There’s plenty of preventative maintenance going on in the training room every day to keep the players on the field for practice and games. The basics include getting the players taped up properly and making sure they have the right padding for practice.
Some injuries happen despite the measures taken, but Graff is on constant lookout for ways to cut down the possibility of torn ligaments or broken bones. One such measure has been special knee braces for the offensive linemen, who often find themselves in pile-ups with players falling on or rolling up against their legs.
A few years ago, Graff noticed that most Pacific-10 Conference schools had their linemen fitted with a new style of brace that the Beavers were not using.
“You turn on your TV if you have a chance to watch a game and you see college teams all across the county, their offensive linemen are wearing them,” Graff said. “But the thing that really hit home is when we were bringing recruits in and the parents would ask, ‘If my boy comes here to play offensive line for the Beavers, are you going to put him in those knee braces?’ So that’s when I really looked into it.”
Graff contacted the other Pac-10 trainers and most in the Big 12 and asked them how many of their offensive linemen had been sidelined with knee injuries.
“Our time-loss knee injuries were something like two-and-a-half times higher than the schools that had the knee braces,” he said.
Graff took the data, put together a report and brought it to the OSU coaching staff and administration. Soon, the Beavers had their new braces. Graff said the move has saved several players from major injury.
“There was a play in Saturday’s game up at Washington where one of our players took a hit on the lateral side of his knee and on film it look really bad,” Graff said. “It happened early in the game and the guy didn’t say anything to me until Sunday, when he says, ‘Hey, you’ve got to come watch this film.’ ”

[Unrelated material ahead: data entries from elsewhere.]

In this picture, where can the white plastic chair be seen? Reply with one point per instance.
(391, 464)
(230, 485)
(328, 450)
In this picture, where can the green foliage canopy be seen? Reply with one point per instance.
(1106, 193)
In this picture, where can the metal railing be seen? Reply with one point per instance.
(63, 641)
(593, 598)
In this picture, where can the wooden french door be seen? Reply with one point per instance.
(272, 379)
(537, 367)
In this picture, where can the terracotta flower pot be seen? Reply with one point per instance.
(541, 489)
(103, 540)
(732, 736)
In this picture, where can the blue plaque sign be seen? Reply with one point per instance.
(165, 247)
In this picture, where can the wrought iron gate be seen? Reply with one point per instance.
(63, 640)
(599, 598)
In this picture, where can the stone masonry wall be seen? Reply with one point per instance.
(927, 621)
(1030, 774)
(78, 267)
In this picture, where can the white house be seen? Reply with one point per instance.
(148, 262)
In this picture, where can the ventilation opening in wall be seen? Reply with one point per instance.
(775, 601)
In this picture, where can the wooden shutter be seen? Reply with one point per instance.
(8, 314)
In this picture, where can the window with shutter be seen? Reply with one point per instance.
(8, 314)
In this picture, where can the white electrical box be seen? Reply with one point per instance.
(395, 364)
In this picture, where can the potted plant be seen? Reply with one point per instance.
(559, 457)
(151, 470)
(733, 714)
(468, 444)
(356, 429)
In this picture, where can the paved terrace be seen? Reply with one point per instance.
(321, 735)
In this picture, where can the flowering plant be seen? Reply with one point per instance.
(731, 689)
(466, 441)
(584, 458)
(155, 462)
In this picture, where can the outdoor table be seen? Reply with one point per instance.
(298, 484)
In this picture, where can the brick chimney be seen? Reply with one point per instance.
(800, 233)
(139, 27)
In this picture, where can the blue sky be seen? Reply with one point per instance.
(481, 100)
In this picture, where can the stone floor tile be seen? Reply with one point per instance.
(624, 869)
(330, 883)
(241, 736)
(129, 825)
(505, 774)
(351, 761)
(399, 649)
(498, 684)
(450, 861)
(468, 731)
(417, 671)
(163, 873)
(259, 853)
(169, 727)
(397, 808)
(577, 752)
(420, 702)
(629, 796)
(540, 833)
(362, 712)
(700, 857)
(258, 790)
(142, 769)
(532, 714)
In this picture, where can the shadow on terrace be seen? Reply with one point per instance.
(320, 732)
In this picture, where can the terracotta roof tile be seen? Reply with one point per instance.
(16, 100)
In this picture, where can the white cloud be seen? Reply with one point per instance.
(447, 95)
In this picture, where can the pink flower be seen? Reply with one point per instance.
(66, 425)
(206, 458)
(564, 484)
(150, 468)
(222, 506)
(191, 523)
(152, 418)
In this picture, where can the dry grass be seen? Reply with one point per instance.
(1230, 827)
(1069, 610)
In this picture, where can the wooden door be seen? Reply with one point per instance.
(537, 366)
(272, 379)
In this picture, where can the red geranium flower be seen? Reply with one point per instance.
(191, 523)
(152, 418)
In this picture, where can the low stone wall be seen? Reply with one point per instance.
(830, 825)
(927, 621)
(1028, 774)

Sharing information with other trainers is a common practice throughout the country. The Pac-10 team physicians and athletic medicine staff members get together every year in May and go through issues that have popped up through the past 12 months.
They also contact each other during a season if a question needs to be answered or a problem solved. Sometimes a rule winds up getting changed or added through the actions of a trainer.
“(Last year) I sent a short note in that as an athletic trainer I was in favor of the NFL’s horsecollar rule to trickle down to the college level because we had a few times last year where one of our ball carriers was running down the field and he was getting yanked down by the back of his shoulder pads,” Graff said. “I know what the game of football is all about, but at the same time, I don’t see one of our guys get hurt when it could be avoided.”
A survey went out to trainers throughout the country and the majority agreed. The play is now a penalty.
“We’ve seen that applied a few times,” Graff said. “In the USC game, our player was tackled by the horsecollar and it was a 15-yard penalty.”
The Beavers know to come to Graff or his staff for even the smallest problems and whether or not the injury happened during a game, practice or elsewhere.
“We let the players know at the first team meeting of the year that regardless of what the problem is, whether it happened on the football field or in the weight room or maybe something happened while they were playing basketball over at Dixon. Or they have a bye week and somebody might roll an ankle if they’re out hunting or step wrong on a river bank while they’re fishing,” Graff said.
“We want them to come in and let us know so that we can number one, help them get the appropriate care and direct them where they need to go and then we’re informed and we can help that player as best we can and keep people informed of what is going on with that guy.”